Дебюты конца 2010-х – 2020-х иначе ориентируются на метареалистическую поэтику. Так, Дмитрий Кузьмин в 2020-м говорит, что некоторые из них «пытаются опереться на метафизическую и мифотворческую традицию». В 2021 году премию Аркадия Драгомощенко получает Дорджи Джальджиреев, в котором Роман Осминкин видит «новый мифотворческий (?) поворот». Тем самым формируется вектор колебаний рецепции метареализма между неомодернистской метафизикой и эксплицитно политизированными поэтиками. Например, метареализм наряду с «новым эпосом» можно считать одним из источников новейшей weird-поэзии (см. рецензию Максима Дрёмова на дебютную книгу Кати Сим).

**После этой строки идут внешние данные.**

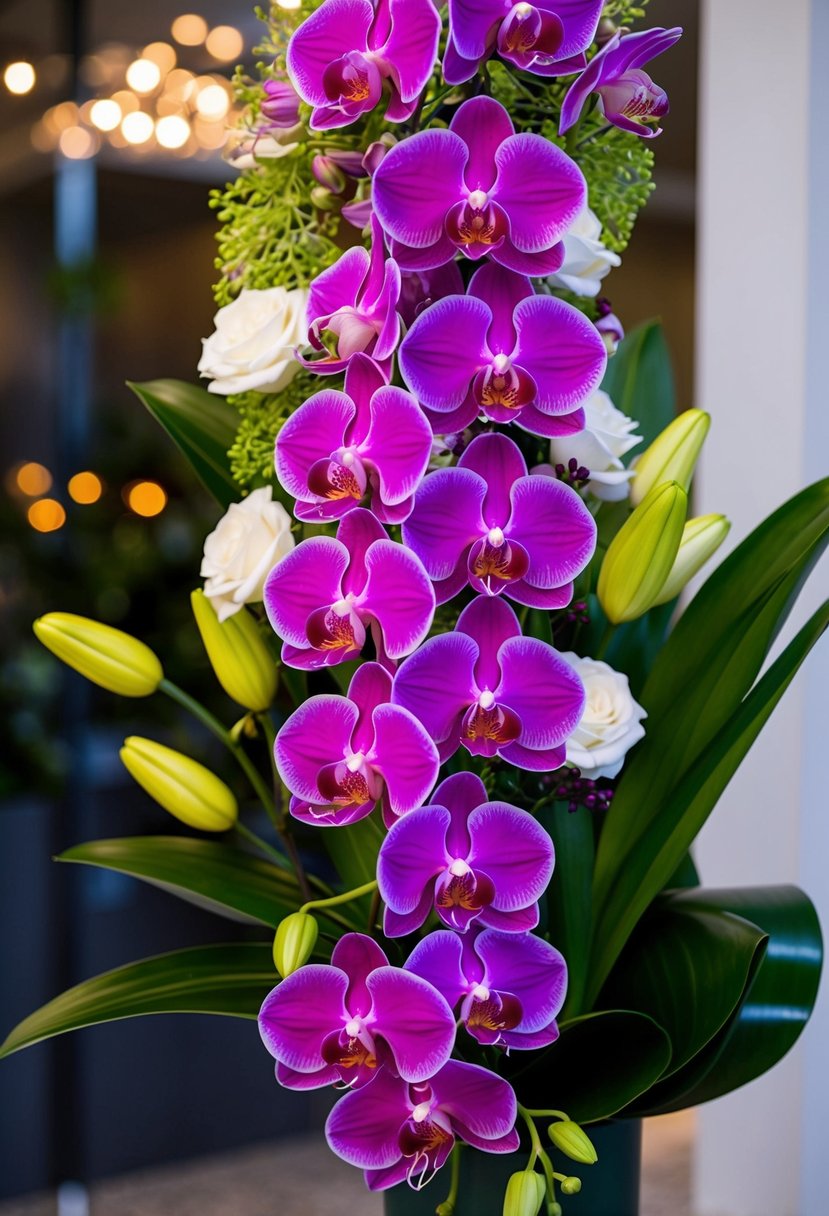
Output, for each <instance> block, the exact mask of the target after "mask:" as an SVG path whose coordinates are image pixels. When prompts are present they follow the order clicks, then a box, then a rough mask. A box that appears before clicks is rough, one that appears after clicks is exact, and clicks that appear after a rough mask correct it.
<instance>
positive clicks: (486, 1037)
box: [406, 927, 566, 1051]
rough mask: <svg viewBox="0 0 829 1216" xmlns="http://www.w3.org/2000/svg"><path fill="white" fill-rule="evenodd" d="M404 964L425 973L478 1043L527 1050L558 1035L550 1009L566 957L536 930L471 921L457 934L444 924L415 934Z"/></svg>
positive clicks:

4. Метареализм — влиятельное, но не единственное направление в русскоязычной поэзии, сохраняющее и развивающее свою проблематику в разных ключах, благодаря работе Владимира Аристова и недавно ушедшего Андрея Таврова. Т.е. при всей любви важно не переоценить его значение, но и умалять это значение было бы тоже ошибкой. Ещё одной ошибкой было бы причислять к метареализму поэтики, возникающие в иных условиях и на иных основаниях, сколь важен для них не был бы диалог с ним.

Метареалистическая онтология объектов расширяется на область медиа-поэтики, или же политизируется в революционной витальности нечеловеческих акторов, или же обращается к анализу феноменологии звука. Однако всё это — уже проблематика последующих поколений, включающих в себя эволюцию и поэтического языка, и науки и техники.

Отсюда важно отметить, что метареализм рано пока сдавать в музей, его проблематика становится ключевой в контексте онтологического поворота в гуманитарном знании, однако будущее метареализма следует искать не только в нём, но и в его многообразной рецепции, как наследующей ему, так и преодолевающей его.